- Volkmann's ischemic contracture
Compartment syndrome occurs when blood supply is dramatically reduced to muscles in a closed body space, known as a compartment. Compartments are found in the hand, forearm, upper arm, abdomen, buttock, and leg. The muscles most frequently involved are those on the front of the lower leg or the palm side of the forearm.
What is going on in the body?
A muscle group is surrounded by a tough, fibrous membrane called the fascia. Small blood vessels supply the muscle with oxygen and other essential nutrients. Insufficient blood supply to tissues and compartment syndrome can occur if:
- the muscle compartment size is reduced, as when a cast is too tight
- the muscle compartment contents are increased, such as by swelling or bleeding associated with injury
If the affected muscles are deprived of blood supply for more than 6 hours, nerve and muscle tissue can be permanently damaged or destroyed.
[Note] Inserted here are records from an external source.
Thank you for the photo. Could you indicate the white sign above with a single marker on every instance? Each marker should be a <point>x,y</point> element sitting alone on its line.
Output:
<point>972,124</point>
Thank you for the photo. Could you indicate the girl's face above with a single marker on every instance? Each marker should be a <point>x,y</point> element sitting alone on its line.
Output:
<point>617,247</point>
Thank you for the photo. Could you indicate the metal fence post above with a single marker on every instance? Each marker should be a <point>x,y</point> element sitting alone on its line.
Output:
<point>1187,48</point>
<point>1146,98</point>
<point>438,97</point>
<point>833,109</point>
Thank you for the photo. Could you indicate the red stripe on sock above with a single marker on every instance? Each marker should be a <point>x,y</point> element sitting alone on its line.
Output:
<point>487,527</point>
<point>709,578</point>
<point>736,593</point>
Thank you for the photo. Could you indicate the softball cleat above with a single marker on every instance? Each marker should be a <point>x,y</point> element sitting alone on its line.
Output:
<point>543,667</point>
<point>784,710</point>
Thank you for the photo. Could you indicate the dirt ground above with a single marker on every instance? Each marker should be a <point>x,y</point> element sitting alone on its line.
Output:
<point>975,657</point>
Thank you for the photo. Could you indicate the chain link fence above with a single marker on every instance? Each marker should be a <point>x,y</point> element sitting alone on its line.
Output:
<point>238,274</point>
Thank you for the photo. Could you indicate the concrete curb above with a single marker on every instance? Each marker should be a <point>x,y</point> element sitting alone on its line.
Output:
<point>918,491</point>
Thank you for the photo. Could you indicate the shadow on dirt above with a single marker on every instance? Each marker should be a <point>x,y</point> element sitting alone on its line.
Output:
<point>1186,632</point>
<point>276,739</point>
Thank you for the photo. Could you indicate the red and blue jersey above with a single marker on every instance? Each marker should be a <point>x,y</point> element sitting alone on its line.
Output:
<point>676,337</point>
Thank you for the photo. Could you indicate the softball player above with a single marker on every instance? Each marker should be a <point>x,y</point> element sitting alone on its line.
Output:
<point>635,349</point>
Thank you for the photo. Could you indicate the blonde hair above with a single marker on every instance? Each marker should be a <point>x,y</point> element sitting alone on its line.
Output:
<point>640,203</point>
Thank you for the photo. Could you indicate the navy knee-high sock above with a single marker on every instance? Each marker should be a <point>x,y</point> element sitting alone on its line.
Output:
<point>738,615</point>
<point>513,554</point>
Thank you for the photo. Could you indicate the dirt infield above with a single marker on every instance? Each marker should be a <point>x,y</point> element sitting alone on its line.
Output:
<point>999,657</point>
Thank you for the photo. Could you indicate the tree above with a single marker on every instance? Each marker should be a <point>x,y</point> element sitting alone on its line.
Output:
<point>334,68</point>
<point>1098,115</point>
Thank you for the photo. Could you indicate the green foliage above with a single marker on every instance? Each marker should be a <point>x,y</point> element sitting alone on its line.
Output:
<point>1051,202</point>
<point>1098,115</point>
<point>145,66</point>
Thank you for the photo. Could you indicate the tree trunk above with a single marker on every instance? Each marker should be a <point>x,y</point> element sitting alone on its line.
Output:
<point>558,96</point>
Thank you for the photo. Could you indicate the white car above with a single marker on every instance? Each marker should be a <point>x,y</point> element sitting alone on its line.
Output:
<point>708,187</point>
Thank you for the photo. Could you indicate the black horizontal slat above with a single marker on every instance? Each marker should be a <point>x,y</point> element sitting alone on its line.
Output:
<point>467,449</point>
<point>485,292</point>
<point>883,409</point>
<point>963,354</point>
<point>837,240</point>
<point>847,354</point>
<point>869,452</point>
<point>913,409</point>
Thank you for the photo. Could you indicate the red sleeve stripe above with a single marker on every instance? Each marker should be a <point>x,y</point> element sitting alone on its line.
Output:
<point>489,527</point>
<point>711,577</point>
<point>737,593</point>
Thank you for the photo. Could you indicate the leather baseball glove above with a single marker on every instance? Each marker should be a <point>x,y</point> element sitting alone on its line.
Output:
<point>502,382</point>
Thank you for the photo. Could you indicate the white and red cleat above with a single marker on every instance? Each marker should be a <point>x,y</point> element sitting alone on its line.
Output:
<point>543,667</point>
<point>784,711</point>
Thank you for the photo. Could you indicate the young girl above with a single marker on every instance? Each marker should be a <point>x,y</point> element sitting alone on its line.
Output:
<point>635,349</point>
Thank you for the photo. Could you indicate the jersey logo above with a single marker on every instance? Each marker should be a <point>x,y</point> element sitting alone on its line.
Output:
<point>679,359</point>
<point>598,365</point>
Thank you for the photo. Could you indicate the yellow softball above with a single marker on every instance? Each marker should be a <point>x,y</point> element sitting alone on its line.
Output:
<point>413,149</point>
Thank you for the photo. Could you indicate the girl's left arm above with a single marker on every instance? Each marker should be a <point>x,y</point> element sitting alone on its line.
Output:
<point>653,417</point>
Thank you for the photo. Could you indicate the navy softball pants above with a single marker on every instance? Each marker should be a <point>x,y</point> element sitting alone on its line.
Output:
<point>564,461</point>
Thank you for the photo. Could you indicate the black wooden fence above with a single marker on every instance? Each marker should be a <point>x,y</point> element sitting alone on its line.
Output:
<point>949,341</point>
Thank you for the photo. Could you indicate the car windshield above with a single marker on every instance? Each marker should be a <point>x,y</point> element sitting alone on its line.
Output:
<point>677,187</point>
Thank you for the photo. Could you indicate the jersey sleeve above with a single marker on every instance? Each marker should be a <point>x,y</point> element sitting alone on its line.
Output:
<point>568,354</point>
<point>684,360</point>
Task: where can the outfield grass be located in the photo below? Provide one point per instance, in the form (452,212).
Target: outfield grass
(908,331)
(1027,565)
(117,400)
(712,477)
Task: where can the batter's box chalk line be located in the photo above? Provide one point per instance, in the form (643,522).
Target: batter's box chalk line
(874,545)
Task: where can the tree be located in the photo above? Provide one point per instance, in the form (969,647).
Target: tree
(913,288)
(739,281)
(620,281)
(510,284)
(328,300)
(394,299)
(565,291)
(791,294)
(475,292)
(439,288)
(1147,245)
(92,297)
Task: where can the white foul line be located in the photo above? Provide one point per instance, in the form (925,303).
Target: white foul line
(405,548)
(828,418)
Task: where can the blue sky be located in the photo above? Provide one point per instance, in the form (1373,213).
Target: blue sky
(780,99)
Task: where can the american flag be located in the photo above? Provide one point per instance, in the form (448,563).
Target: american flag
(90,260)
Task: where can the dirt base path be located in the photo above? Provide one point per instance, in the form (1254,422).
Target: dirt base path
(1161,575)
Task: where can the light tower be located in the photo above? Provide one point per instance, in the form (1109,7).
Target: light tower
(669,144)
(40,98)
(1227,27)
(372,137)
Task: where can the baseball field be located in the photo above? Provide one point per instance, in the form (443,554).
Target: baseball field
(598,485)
What are the causes and risks of the condition?
Some common causes of compartment syndrome include:
- bleeding, from a bone fracture
or other injuries
- casts applied to treat bone fractures or other abnormalities
- a crush injury
- intense exercise
- leaking of intravenous fluid or injections into the compartment
- repeated use of a muscle group
that involve the muscles in the compartment
- swelling of the muscle itself
What can be done to prevent the condition?
Acute compartment syndrome can sometimes be avoided by early stabilization of a fracture. This may involve splinting, elevating the injured limb on a pillow, and applying ice to reduce swelling.
If a person has a cast, circulation to the area below the cast needs to be checked frequently. If circulation is impaired or the person has severe pain, the healthcare professional may choose to cut the cast to relieve pressure.
How is the condition diagnosed?
Diagnosis of compartment syndrome begins with a medical history and physical exam. The raised pressure within the compartment can be measured with specialized instruments.
Long Term Effects
What are the long-term effects of the condition?
If compartment syndrome is untreated, death of the muscles can occur. Muscles can become inactive and excessively tight. Toes or fingers may become fixed in a curled position with permanent numbness. Severe tissue death may lead to the need for amputation of the affected limb.
What are the risks to others?
Compartment syndrome is not contagious and poses no risk to others.
What are the treatments for the condition?
Diagnosis must be made accurately and promptly to assure a good outcome. Initial treatment consists of elevating the limb above the level of the heart. If a cast has been applied, it is removed.
In more severe cases, a surgical procedure known as a fasciotomy may be used to open the membrane leading to the affected muscles. Pressure is relieved, and the blood flow can return to normal. Often the skin needs to be left open for a few days. It can be closed with sutures or a skin graft after the swelling goes down.
What are the side effects of the treatments?
Surgery can be complicated by bleeding, infection, or reactions to anesthesia. The muscle and nerves may not return to normal after recovery.
What happens after treatment for the condition?
A scar may appear where the skin was left open following surgery.
How is the condition monitored?
Any new or worsening symptoms should be reported to the healthcare professional.